These contextual data describe the purpose of sampling, and the sampling strategy for the collection from which each isolate is derived. Please complete one row per isolate.

Variable fields, and guidance for completing them, are summarised in the table below. Definitions and detailed examples are also shown below the table.

Status Variable Definition Guidance Value format
REQUIRED Purpose of sampling Primary purpose for sampling bacterial isolates Indicate the primary purpose for the collection and sequencing of these isolates (e.g., routine diagnostics, outbreak investigation, research). Choose from the list, or if none of the values are appropriate, provide the reason as free text. Definitions are shown below this table. Routine diagnostics and / or infection control | Routine surveillance | Outbreak investigation / outbreak-initiated surveillance | Research | {text}
REQUIRED Study population Population from which bacterial isolates were sampled Give details about the population of hosts or environments represented in the sample (e.g., Hospital patients, Neonates, Hospital wastewater). This information is essential to inform the inclusion and exclusion of studies for aggregate or comparative epidemiological analyses. Choose common values from the list, or if none of the values are appropriate, enter the information as free text. Multiple values can be specified (comma-separated). Hospital patients | Intensive Care Unit (ICU) patients | Primary care patients | Community participants | Neonates | Clinical environment: sinks and drains | Clinical environment: surfaces | Medical devices | Hospital wastewater | Wastewater (not hospital) | Fresh water | Seawater | Soil | Rhizosphere | Plants | Livestock | Companion animals | Captive animals | Wild animals | Food | {text}
REQUIRED Target epi Broad epidemiological category of the study Indicate the broad epidemiological category of the study (e.g., Host colonisation, Host infection, Environmental). This information is useful to inform aggregate or comparative analyses of disease-associated vs non-disease associated isolates. Choose from the list, or if none of the values are appropriate, enter the information as free text. Host infection | Host colonisation | Environmental | Host infection & colonisation | Host infection, colonisation & environmental | {text}
REQUIRED if target epi includes 'Host infection' Selected by clinical phenotype Flag to indicate whether isolates were selected for inclusion on the basis of host clinical phenotype Indicate whether isolates were selected for inclusion on the basis of host clinical phenotype (e.g., bloodstream infection, liver abscess, severe infection) or choose 'NOT selected' if no selection was applied.

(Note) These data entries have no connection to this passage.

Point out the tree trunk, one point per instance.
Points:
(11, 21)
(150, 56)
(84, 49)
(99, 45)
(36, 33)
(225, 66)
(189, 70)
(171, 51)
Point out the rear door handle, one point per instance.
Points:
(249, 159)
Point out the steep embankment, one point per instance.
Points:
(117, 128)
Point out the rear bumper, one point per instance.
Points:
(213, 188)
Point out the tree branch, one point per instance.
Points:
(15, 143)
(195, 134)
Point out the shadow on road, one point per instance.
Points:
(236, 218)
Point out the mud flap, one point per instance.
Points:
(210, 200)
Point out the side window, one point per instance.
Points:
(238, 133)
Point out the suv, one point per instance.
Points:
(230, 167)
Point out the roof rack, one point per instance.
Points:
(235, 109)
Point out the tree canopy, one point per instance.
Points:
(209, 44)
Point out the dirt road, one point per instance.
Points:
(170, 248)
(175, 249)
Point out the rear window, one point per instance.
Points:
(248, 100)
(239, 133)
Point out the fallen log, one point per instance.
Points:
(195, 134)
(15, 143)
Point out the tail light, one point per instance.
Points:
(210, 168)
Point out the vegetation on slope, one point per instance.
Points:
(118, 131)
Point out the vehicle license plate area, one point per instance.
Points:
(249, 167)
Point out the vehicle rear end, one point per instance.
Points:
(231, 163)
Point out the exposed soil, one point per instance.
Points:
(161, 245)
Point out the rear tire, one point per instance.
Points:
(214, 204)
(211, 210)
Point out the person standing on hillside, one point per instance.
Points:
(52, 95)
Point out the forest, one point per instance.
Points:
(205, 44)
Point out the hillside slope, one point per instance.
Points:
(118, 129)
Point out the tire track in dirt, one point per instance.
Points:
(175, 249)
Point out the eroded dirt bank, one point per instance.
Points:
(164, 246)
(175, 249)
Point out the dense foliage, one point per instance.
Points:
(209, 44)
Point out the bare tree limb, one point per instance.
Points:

Choose from the list. This information is essential to inform studies focussed on specific infection types or disease severity. E.g., to determine serotype distributions among invasive infection isolates or compare rates of drug resistance among blood stream infections. The specific phenotype used for selection can be indicated in the 'selected clinical phenotype' field. Selected by clinical phenotype | NOT selected by clinical phenotype
REQUIRED if selected by clinical phenotype = 'Selected by clinical phenotype' Selected clinical phenotype Clinical phenotype used to select isolates for inclusion Indicate the specific clinical phenotype that was used to select samples for collection and/or sequencing. Choose common values from the list, or if none of the values are appropriate, enter the information as free text. Multiple values can be specified (comma-separated). Liver abscess | Invasive infection | Bloodstream infection | Respiratory infection | Urinary tract infection | Healthcare-associated infection | Community acquired infection | Severe disease | {text}
REQUIRED Selected by organism trait Flag to indicate whether isolates were selected for inclusion on the basis of microbial trait Indicate if samples were selected for inclusion on the basis of a microbial phenotype or genotype (e.g., specific drug resistance or serotype, presence of a specific gene) or choose 'NOT selected' if no selection was applied. Choose from the list. This information is essential to inform studies aiming to estimate the prevalence of microbial phenotypes / genotypes by study populations, geographies, etc. For example, to estimate national prevalence of ceftriaxone or carbapenem resistant isolates. The specific phenotype or genotype used for selection can be indicated in the 'selected organism trait' field. Selected by organism trait | NOT selected by organism trait
REQUIRED if selected by organism trait = 'Selected by organism trait' Selected organism trait Microbial trait used to select isolates for inclusion Indicate the specific microbial phenotype or genotype that was used to select isolates for collection and/or sequencing. Choose common values from the list, or if none of the values are appropriate, enter the information as free text. Multiple values can be specified (comma-separated). Ceftriaxone resistance | Carbapenem resistance | Drug resistance (not ceftriaxone or carbapenem) | ESBL producers | Carbapenemase producers | KPC positive | NDM positive | iuc (aerobactin) positive | iro (salmochelin) positive | rmpA positive | peg-344 positive | OXA positive | String-test positive | Hypermucoviscous by low-speed centrifugation | Hypermucoviscous by Percoll-gradient sedimentation | 7-gene multi-locus sequence type | Serotype | {text}
RECOMMENDED Sampling period start Start date for the sampling period Indicate when the sample collection began (YYYY, or YYYY-MM or YYYY-MM-DD). This information is useful for understanding the temporal coverage of data to inform trend analysis. {ISO format}
RECOMMENDED Sampling period end End date for the sampling period Indicate when the sample collection ended (YYYY, or YYYY-MM or YYYY-MM-DD). This information is useful for understanding the temporal coverage of data to inform trend analysis. If collection and sequencing are on-going, leave this field blank. {ISO format}

Term definitions for purpose-of-sampling

Routine diagnostics and / or infection control

Samples collected through the routine and ongoing activities of clinical or veterinary microbiology laboratories for the purposes of clinical diagnosis and/or infection control. This may include isolates confirmed as infecting agents and/or those considered asymptomatic or environmental colonisers. E.g., isolates identified from hospital sinks or patient screening swabs as part of routine infection prevention and control procedures.

Routine surveillance

Samples collected through the routine and ongoing activities of other laboratories (not clinical or veterinary microbiology laboratories) and/or collected for purposes other than clinical diagnostics and infection control, e.g., laboratories processing samples from non-healthcare environmental sources or food products.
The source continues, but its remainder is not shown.